Although it does seem like a really nice comic, “Chin Music”, Written by Steve Niles and with art by Tony Harris, is getting a kiss on the cheek this evening, owing mostly to the fact that over the entire first issue it rarely, if ever, deigns to tell the reader just what the holy heck is going on.
Trying to recap the events of the issue would largely be a litany of “And then…someone does…something….for some reason”, which would be both boring and tedious. So here we go. The issue starts with some guy carving some magical symbols into a bullet and a table before firing said bullet out of his window. Cut to a fortune teller in Egypt who gets chased out of his stall by some evil looking robed guy before flying into the air and getting caught and turned into a messy skeleton by some more robed dudes. The guy’s still alive and they basically say “And let that be a lesson to you” before kicking him into the desert to crawl around for a while and then get run over by Eliot Ness.
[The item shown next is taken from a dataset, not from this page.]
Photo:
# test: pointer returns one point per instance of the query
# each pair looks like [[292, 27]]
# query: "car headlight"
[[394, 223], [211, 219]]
Yeah, no joke. So after they cart the body into town it vanishes into a puddle of goo, Eliot Ness walks off and has a drink and then some stuff involving Al Capone happens. That’s really it. Confused? Wondering what’s going on? Join the club, mac.
The issue tells the reader next to nothing about what’s actually going on, beyond the fact that it involves magic and gangsters. Is it an alternate history where Eliot Ness gets magic powers and kills Al Capone? Is Ness the main character? The fortune teller guy? Can we get a narration or some expositional dialogue or a helpful chicken who tells us what the butt is going in with Morse Code clucks?? Throw us a damn bone here, comic!
The artwork by Tony Harris is decent, though nothing amazing, high on details and a tad on the exaggerated side when it comes to faces. There’s a good sense of color, with pages usually having a dominant color motif to keep things from getting overwhelming.
“Chin Music” probably has a really interesting premise. It probably has a premise of some sort, anyway, though damned if it will tell us what it is. There are glimpses of something really interesting and original here, but an attitude of total negligence or indifference to the audience audience and an inability to just say what’s going on bring the whole endeavor down.